La strada migliore per proteggersi da un futuro del genere, per l’Italia, sarebbe che l’Unione Europea e le altre grandi potenze economiche approvassero a loro volta dei provvedimenti di legge riguardo all’adozione di una nuova valuta da parte dell’Italia. Queste leggi dovrebbero rispecchiare quelle approvate al momento dell’adozione dell’euro. Nel 1997 l’Unione europea promulgò il regolamento (CE) 1103, che specificava che «l’introduzione dell’euro non avrà l’effetto di modificare alcuno dei termini di uno strumento giuridico, né di sollevare o dispensare dall’adempimento di qualunque strumento giuridico, né di dare ad una parte il diritto di modificare o porre fine unilateralmente a tale strumento giuridico». Altre giurisdizioni seguirono la stessa strada: lo Stato di New York, per esempio, approvò una legge simile che stabiliva che se «un soggetto o mezzo di pagamento di un contratto, titolo o strumento è una valuta che è stata sostituita o rimpiazzata dall’euro, l’euro sarà un sostituto e un equivalente sostanziale commercialmente ragionevole».

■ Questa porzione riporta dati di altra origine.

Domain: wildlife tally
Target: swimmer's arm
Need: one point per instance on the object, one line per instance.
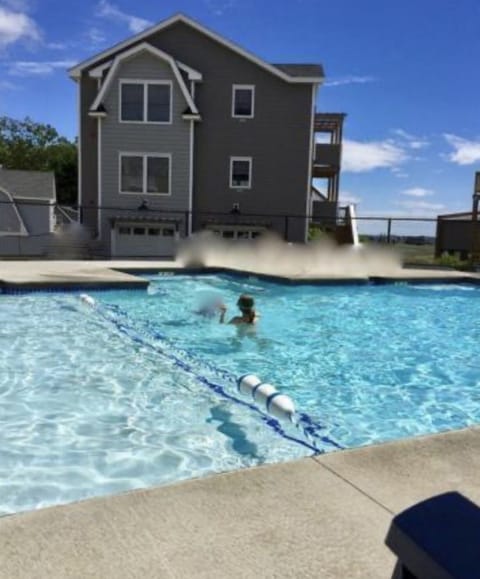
(223, 311)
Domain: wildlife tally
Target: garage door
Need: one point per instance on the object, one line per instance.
(143, 240)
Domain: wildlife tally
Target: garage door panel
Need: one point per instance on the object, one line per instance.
(149, 240)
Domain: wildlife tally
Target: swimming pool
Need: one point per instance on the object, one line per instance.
(139, 391)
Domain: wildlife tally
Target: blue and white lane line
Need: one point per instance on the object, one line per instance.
(311, 430)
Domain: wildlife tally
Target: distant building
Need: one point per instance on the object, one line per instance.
(454, 234)
(27, 212)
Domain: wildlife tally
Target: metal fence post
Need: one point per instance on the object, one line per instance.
(389, 231)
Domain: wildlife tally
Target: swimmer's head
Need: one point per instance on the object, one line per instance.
(246, 303)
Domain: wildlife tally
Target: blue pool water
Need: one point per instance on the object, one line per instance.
(139, 391)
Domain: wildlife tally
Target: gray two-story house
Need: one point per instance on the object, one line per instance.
(182, 130)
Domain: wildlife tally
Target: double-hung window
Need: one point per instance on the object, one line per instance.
(243, 101)
(145, 101)
(240, 172)
(146, 174)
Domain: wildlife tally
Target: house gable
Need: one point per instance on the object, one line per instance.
(281, 73)
(157, 53)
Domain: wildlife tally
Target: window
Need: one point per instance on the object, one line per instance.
(243, 101)
(132, 174)
(147, 174)
(146, 102)
(241, 172)
(158, 174)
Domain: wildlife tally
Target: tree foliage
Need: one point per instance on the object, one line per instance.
(27, 145)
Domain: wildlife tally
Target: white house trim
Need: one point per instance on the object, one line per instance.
(23, 229)
(79, 150)
(145, 84)
(192, 74)
(310, 161)
(249, 185)
(144, 156)
(190, 179)
(251, 88)
(76, 71)
(45, 200)
(99, 177)
(132, 52)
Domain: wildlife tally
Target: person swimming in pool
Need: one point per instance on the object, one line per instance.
(246, 305)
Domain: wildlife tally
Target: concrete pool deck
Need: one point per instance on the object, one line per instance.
(121, 273)
(321, 517)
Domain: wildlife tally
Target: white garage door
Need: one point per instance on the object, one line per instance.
(143, 240)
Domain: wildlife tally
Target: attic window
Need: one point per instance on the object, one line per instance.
(145, 102)
(243, 101)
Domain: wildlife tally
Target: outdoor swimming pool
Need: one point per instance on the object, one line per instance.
(139, 391)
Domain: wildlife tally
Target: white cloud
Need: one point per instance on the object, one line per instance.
(38, 68)
(347, 198)
(107, 10)
(412, 141)
(219, 7)
(18, 5)
(341, 81)
(465, 152)
(57, 45)
(7, 85)
(95, 37)
(361, 156)
(16, 26)
(417, 192)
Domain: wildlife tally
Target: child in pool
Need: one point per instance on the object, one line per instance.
(246, 305)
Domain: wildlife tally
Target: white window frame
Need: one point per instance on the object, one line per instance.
(250, 87)
(145, 84)
(250, 162)
(145, 156)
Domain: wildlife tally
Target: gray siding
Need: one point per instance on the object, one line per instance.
(278, 138)
(89, 154)
(117, 137)
(37, 217)
(9, 220)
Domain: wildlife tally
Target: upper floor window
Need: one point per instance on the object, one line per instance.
(243, 101)
(240, 172)
(146, 101)
(145, 173)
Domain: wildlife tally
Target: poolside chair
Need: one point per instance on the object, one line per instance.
(437, 539)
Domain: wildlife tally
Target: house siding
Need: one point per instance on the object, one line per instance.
(169, 139)
(89, 155)
(277, 138)
(36, 216)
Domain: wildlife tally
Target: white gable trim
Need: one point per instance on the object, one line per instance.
(155, 52)
(76, 71)
(191, 72)
(23, 229)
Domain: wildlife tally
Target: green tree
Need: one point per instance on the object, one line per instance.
(27, 145)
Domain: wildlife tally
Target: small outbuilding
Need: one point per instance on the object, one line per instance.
(27, 212)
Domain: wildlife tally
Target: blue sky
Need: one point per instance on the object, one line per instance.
(404, 72)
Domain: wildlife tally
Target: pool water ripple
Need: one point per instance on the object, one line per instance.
(87, 409)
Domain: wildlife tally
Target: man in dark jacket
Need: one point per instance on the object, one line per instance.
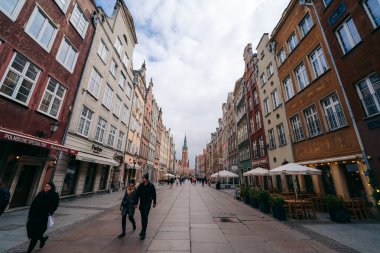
(146, 193)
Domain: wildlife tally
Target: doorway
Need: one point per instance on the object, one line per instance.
(24, 185)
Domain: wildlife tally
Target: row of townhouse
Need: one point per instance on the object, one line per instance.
(310, 95)
(72, 108)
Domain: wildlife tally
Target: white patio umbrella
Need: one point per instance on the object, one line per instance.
(294, 169)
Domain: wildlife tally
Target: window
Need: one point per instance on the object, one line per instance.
(107, 98)
(63, 4)
(11, 8)
(117, 107)
(312, 121)
(334, 112)
(125, 60)
(120, 141)
(79, 21)
(306, 24)
(302, 78)
(113, 67)
(255, 98)
(347, 35)
(272, 140)
(288, 85)
(275, 99)
(129, 90)
(281, 56)
(41, 29)
(94, 83)
(52, 99)
(111, 136)
(124, 115)
(372, 8)
(100, 129)
(258, 120)
(292, 42)
(263, 79)
(19, 82)
(118, 45)
(102, 51)
(266, 106)
(255, 150)
(297, 128)
(85, 121)
(318, 61)
(261, 146)
(122, 80)
(67, 55)
(281, 134)
(369, 93)
(270, 70)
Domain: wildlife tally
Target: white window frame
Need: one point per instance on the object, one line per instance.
(344, 27)
(100, 130)
(117, 106)
(22, 76)
(302, 76)
(107, 97)
(288, 87)
(63, 6)
(53, 98)
(16, 11)
(333, 112)
(312, 121)
(375, 99)
(82, 17)
(94, 83)
(308, 21)
(297, 128)
(87, 118)
(111, 136)
(71, 47)
(318, 61)
(103, 51)
(46, 21)
(370, 13)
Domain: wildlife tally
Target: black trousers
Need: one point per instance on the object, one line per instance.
(124, 221)
(144, 210)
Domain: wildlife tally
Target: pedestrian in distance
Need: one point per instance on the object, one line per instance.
(5, 196)
(127, 207)
(146, 194)
(44, 205)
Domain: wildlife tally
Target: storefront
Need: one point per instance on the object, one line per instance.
(26, 163)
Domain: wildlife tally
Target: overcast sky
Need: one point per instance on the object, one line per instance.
(194, 52)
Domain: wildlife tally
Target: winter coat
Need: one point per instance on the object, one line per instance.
(128, 204)
(43, 205)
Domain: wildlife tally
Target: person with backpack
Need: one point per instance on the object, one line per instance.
(5, 196)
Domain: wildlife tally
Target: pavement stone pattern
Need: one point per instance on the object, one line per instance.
(188, 218)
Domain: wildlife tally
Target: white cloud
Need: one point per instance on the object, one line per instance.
(194, 53)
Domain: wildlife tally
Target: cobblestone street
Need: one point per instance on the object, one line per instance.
(187, 219)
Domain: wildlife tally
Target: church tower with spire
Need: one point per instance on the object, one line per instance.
(185, 154)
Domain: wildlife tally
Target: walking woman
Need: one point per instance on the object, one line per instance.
(127, 207)
(44, 204)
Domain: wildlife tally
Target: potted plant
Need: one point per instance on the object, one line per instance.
(277, 202)
(337, 211)
(254, 198)
(264, 201)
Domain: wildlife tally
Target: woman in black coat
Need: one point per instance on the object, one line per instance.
(43, 205)
(127, 207)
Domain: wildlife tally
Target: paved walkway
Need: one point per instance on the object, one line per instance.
(187, 219)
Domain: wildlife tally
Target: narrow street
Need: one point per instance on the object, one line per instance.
(187, 218)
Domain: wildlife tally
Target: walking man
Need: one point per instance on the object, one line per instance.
(146, 193)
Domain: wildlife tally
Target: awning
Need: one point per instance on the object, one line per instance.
(34, 141)
(95, 159)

Per creare un quadro legale per il ritiro di uno Stato membro dall’area dell’euro, l’Unione europea potrebbe adottare un «regolamento 1103 al contrario», stabilendo che gli Stati membri sono tenuti a rispettare la ridenominazione, in base ai termini concordati per l’uscita. E altre giurisdizioni potrebbero fare altrettanto. Ma l’Unione europea accetterebbe davvero un abbandono dell’euro? E se sì, in che misura le condizioni che verrebbero imposte all’Italia eroderebbero una parte dei guadagni previsti? Considerando l’incertezza e il rischio che la ridenominazione venga vanificata dai tribunali, la forza contrattuale che avrebbe l’Unione europea sulle condizioni di un abbandono dell’eurozona da parte dell’Italia sarebbe enormemente superiore alla forza contrattuale che ha ora l’Unione europea sulle condizioni dell’abbandono da parte della Gran Bretagna dell’Unione europea stessa.
Bibliografia
1. Hal S. Scott, «When the Euro Falls Apart» (1998), International Finance, 207, e «When the Euro Falls Apart - A Sequel» (2012), Harvard Public Law Working Paper n. 12-16, consultabile su SSRN: https://ssrn.com/abstract=1998356
2. Frederick Alexander Mann, Money in Public International Law, Hague Academy of International Law (1960).
3. Le percentuali sono prese da Jens Nordvig e Nick Firoozye, Nomura Securities, «Rethinking the European Monetary Union» (2012), appendice II.